山本由伸が覆した現代野球の“常識” カーショーが絶賛した理由「本来の姿に戻るかも」

近年ではオープナーの戦略も…先発完投型の投手は減る一方だった
【MLB】ドジャース 5ー1 Bジェイズ(日本時間26日・トロント)
9回を投げ切る山本由伸の姿が頼もしく映った。試合後のドジャースのクラブハウス。クレイトン・カーショー投手は2試合連続の完投勝利を挙げた右腕を褒めちぎった後、球界全体へ与える影響についても口にした。
「正直、2試合連続完投が見られるとは思っていなかった。

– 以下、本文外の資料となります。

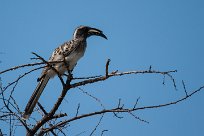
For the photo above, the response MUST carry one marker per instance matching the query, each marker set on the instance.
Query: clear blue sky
(167, 34)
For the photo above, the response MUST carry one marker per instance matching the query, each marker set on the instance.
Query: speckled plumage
(71, 52)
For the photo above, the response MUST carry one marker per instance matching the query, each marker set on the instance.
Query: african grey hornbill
(70, 52)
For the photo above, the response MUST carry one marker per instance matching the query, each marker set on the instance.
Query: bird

でも、もしかしたら野球が本来の姿に戻る兆しかもしれないね。やっぱり先発投手の投げ合いは野球の醍醐味だ。こういう試合を見れば、将来またそういう流れに戻っていくかもしれないね。そう願っているよ」
カーショーは3度目のサイ・ヤング賞を受賞した2014年にリーグ最多6度の完投を記録するなど、元々は先発完投型だった。しかしメジャーでは先発、中継ぎ、抑えと分業化が進み、近年ではオープナーやショートスターターといった戦略も。今季のシーズン最多完投はニック・ロドロ(レッズ)、フランバー・バルデス(アストロズ)、タナー・ビービー(ガーディアンズ)の2試合がメジャー最多。先発完投型の投手はほぼ“絶滅危惧種”だった。
「多くの投手は完投できる力を持っていると思う。ただ、今の時代の流れがそれを難しくしているんです。球数が増えても球威が落ちているわけじゃないのに、リリーフが充実しているから打線の3巡目になると違うタイプの投手を出そうとする考え方が主流だ。でも、今のヨシのような投球内容、そして今のチーム構成なら150球でも投げられると思うよ」
先発投手が長い回を投げれば、チームに多くのメリットが生まれると力説する。
「先発が長いイニングを投げてくれれば、救援陣への負担が減り、適切な場面で起用できるようになる。打線にも余裕が生まれる。つまり野球は全て先発投手から始まるんだ。そして今の僕たちのローテーションには、4人もそんな先発がいる。本当に恵まれているよ」
山本の完投勝利でチームは対戦成績を1勝1敗に戻した。過去のデータでワールドシリーズ第2戦の勝者は65%(通算78回)で世界一、ポストシーズン全体で第2戦の勝利チームは70.6%(通算271回)でシリーズ勝利する。ドジャースがシリーズの流れをガッチリつかんだ。